Hence, unlike the old common law. coercion of the wife is not to be presumed, but it may nevertheless be proved.
To establish the defence, the man and woman
must be married at the time of the offence in relation to which coercion is claimed. A mistaken (even if reasonable) belief that she is married will not suffice: Ditta, Hussain and Kara  Crim LR 42. Furthermore, section 47 requires both that the offence be committed in the presence of the husband and also under his coercion. The word coercion has been said to amount to an external force which cannot be resisted and which impels a person to act otherwise than the person would wish: DPP for Northern Ireland v Lynch  AC 653. In Richman  Crim LR 507, Hutton J directed the jury that coercion could be physical or moral. Coercion, however, differed from trying to persuade someone out of loyalty but involved proof that the wife was forced unwillingly to participate in the offence. Hutton J's direction was approved by the Court of Appeal in Shortland  1 Cr App R 116 - and see R v Cairns, Zaidi and Chaudhary  EWCA Crim 2838 at para 57.
One criminal law textbook states: "The need for this defence is highly questionable as it is doubtful whether a woman coerced to commit an offence would give evidence in court which could be used to establish the guilt of her husband" - Michael Allen Textbook on Criminal Law (10th Ed, 2009). This statement perhaps holds water where the couple continue to be in some form of continuing relationship but is the statement as valid where, some time after the offence has been committed, the couple have separated or divorced? Furthermore, given the greater present-day knowledge of the extent of "domestic violence" (in its various forms) is it perhaps reasonable to conclude that "coercion" may be more widespread than commonly assumed? See "Adjust the Sails" "Marital Coecion - a likely defence" - for an interesting view.
If this statutory defence were to be abolished, it might be open to a woman to plead the common law defence of duress which is available to all offences other than murder or attempted murder and some forms of treason. (The law of treason is ancient, obscure, complex and extremely rarely used). However, in the present state of the law, duress is limited to threats of death or physical violence and there is an objective test relating to the effect which the threats would have on a sober person of reasonable firmness sharing the characteristics of the defendant. If duress is made a "live issue" in a trial then the prosecution bears the burden of disproving it.
The Law Commission recommended abolition of the defence of marital coercion as long ago as 1977 - (Law Com No. 83 (Defences of general application) and the Commission did not include it in the Draft Criminal Code (Law Com No 177).
There were several reasons for this, including the following:
- There are uncertainties surrounding the operation of the defence, for example, in relation to the strictness of the requirement in law that the husband be physically present when the wife commits the offence;
- The defence is ill-suited to modern conditions. Many married women are now financially independent from their husbands - (but it may be added, many are not at all independent);
- It is absurd to provide a special defence to wives which is not available to other women who may be placed in an equally vulnerable position, such as a woman living with a man or a dependant daughter of 17 years. (Of course, it is arguable that the law could be amended to include such cases).
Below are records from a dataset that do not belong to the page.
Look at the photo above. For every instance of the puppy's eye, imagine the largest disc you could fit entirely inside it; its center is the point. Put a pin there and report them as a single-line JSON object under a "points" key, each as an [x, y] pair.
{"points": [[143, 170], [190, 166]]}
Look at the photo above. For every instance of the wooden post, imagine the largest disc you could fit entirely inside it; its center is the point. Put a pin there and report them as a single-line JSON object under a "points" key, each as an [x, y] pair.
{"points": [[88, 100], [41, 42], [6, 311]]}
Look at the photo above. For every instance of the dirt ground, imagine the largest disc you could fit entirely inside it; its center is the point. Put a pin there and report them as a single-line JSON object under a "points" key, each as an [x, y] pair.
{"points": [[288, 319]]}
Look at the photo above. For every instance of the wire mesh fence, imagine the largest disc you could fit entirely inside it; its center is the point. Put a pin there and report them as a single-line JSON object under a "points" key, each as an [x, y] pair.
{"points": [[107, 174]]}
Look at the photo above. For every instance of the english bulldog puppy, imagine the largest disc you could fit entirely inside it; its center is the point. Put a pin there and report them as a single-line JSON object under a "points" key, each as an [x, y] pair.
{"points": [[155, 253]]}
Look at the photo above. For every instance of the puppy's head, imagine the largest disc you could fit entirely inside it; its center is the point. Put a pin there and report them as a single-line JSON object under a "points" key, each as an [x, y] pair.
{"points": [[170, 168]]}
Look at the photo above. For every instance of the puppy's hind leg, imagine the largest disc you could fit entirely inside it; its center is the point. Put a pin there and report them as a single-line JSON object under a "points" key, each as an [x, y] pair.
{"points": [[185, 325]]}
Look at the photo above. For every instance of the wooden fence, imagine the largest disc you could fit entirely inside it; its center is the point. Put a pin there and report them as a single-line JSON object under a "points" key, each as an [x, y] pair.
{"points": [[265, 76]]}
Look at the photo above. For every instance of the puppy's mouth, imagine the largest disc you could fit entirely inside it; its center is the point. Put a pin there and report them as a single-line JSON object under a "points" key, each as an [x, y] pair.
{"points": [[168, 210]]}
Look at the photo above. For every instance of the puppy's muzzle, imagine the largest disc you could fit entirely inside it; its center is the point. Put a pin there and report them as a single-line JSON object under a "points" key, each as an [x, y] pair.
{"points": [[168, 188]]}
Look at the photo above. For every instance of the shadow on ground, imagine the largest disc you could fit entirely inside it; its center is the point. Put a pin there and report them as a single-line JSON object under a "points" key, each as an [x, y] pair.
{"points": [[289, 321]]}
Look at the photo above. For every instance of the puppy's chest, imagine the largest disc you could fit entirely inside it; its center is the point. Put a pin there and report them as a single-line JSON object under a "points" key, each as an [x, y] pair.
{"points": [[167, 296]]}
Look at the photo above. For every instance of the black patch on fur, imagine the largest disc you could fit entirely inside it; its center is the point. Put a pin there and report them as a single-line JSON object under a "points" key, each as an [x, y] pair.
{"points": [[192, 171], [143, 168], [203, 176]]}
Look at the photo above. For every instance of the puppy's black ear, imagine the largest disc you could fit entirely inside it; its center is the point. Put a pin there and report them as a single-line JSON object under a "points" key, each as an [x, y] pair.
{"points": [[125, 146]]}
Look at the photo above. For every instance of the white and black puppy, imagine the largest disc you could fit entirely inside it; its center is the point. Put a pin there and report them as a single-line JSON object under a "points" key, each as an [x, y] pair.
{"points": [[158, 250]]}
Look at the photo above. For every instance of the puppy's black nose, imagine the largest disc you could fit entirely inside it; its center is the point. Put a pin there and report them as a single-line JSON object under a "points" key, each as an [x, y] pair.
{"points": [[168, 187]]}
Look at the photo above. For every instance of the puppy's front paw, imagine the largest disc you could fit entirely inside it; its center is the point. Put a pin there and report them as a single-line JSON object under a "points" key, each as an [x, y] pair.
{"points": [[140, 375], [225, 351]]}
Interestingly, the defence appears to have been argued in road traffic cases as in the Ashley Fitton case in 2000.
Other reports - touching on the related subjects of "duress by threats" and "duress of circumstances" are Law Commission reports - "Legislating the Criminal Code: Offences against the Person and General Principles" (Law Com No 218) and "Murder, Manslaughter and Infanticide" (Law Com No 304). These are lengthy documents but they are essential reading for the serious law student or practitioner.